Department of Cell Biology and Anatomy, University of Calgary, Calgary, Alberta T2N 4N1, Canada.
Curr Cancer Drug Targets. 2011 Sep;11(7):882-93. doi: 10.2174/156800911796798922.
Epigenetics play a critical role in controlling normal gene expression and altered epigenetics can lead to abnormal cellular differentiation, proliferation and survival. Acute lymphoblastic leukemia (ALL) is the most common malignancy in children and is characterized by numerous epigenetic abnormalities. These epigenetic changes correspond to repressed activity of some genes and inappropriate activation of others. In contrast to genetic alterations stemming from mutations, deletions or translocation, epigenetic changes are relatively reversible when treated with certain small molecule-based anticancer agents. Histone deacetylase inhibitors (HDI) are a class of drugs capable of modifying the epigenetic status of ALL cells. Several recent preclinical and clinical studies have demonstrated the potential of HDI as therapeutic agents in ALL. This review summarizes recent studies on (1) the principles of epigenetics and their importance in ALL tumorigenesis; (2) the structure, mechanism of action and anti-tumor activity of HDI; (3) the first comprehensive summary of data from preclinical and clinical studies for HDI as the therapeutic agents for ALL; and (4) novel directions for future research on HDI and ALL.

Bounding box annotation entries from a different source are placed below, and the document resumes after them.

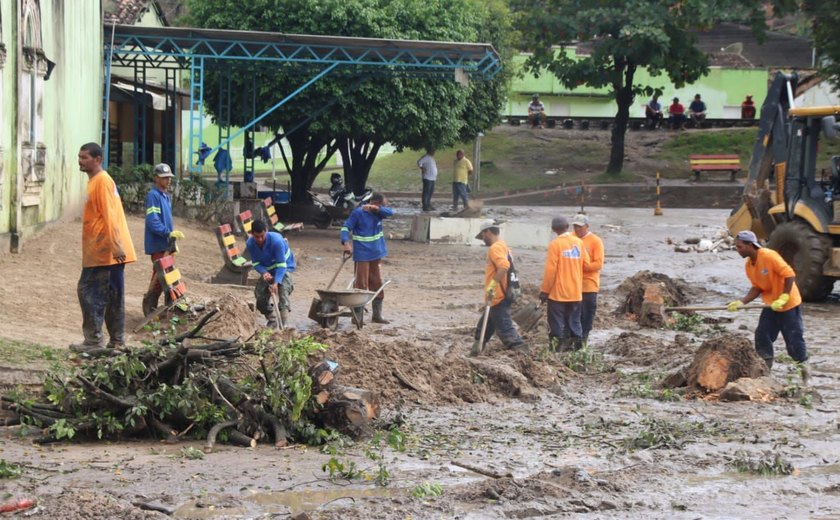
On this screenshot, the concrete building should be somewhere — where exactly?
[0,0,103,251]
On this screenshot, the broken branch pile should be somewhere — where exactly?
[0,311,378,452]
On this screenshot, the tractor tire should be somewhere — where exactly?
[767,220,834,302]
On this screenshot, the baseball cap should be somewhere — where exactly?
[155,163,175,177]
[735,231,761,248]
[475,220,499,240]
[551,217,569,229]
[572,213,589,226]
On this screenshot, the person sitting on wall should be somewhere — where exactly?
[528,94,545,128]
[741,94,755,119]
[688,94,706,128]
[645,94,663,130]
[668,98,685,130]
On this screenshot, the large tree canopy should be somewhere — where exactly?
[512,0,792,174]
[188,0,512,201]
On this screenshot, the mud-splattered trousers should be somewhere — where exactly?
[77,264,125,347]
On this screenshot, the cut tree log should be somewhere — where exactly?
[318,385,379,435]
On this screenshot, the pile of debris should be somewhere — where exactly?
[0,309,379,452]
[668,229,735,253]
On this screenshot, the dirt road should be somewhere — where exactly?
[0,208,840,519]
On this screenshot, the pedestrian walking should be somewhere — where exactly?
[417,147,437,211]
[572,213,604,343]
[341,193,394,323]
[143,163,184,316]
[540,217,589,350]
[245,220,293,328]
[727,231,811,384]
[470,220,528,356]
[452,150,472,212]
[70,143,137,352]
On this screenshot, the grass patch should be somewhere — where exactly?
[0,338,66,368]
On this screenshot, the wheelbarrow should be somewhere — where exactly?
[309,280,391,330]
[309,253,391,330]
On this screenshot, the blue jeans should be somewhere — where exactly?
[755,305,808,363]
[548,300,583,343]
[452,182,469,210]
[475,300,524,347]
[580,293,598,341]
[422,179,435,211]
[76,264,125,347]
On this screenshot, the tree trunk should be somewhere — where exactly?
[607,62,636,175]
[280,129,338,204]
[338,137,383,196]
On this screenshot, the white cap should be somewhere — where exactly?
[572,213,589,226]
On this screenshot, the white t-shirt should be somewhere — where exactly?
[417,154,437,181]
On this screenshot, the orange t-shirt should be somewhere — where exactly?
[581,231,604,292]
[82,170,137,267]
[484,240,510,307]
[744,247,802,312]
[540,233,589,302]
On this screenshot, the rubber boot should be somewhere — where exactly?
[371,300,391,323]
[143,293,160,317]
[762,358,773,372]
[280,309,289,329]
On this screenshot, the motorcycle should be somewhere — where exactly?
[330,173,373,210]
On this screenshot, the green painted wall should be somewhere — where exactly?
[506,54,769,118]
[0,0,103,250]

表观遗传学在控制正常基因表达中起着关键作用,而表观遗传的改变可能导致细胞分化、增殖和存活的异常。急性淋巴细胞白血病(ALL)是儿童中最常见的恶性肿瘤,其特征是存在大量的表观遗传学异常。这些表观遗传学变化对应于某些基因的活性受到抑制和其他基因的异常激活。与源于突变、缺失或易位的遗传改变不同,当使用某些基于小分子的抗癌药物治疗时,表观遗传变化是相对可逆的。组蛋白去乙酰化酶抑制剂(HDI)是一类能够修饰 ALL 细胞表观遗传状态的药物。最近的一些临床前和临床研究表明,HDI 作为 ALL 的治疗剂具有潜在的应用价值。本文综述了(1)表观遗传学的原理及其在 ALL 肿瘤发生中的重要性;(2)HDI 的结构、作用机制和抗肿瘤活性;(3)HDI 作为 ALL 治疗剂的临床前和临床研究数据的首次全面总结;(4)HDI 与 ALL 未来研究的新方向。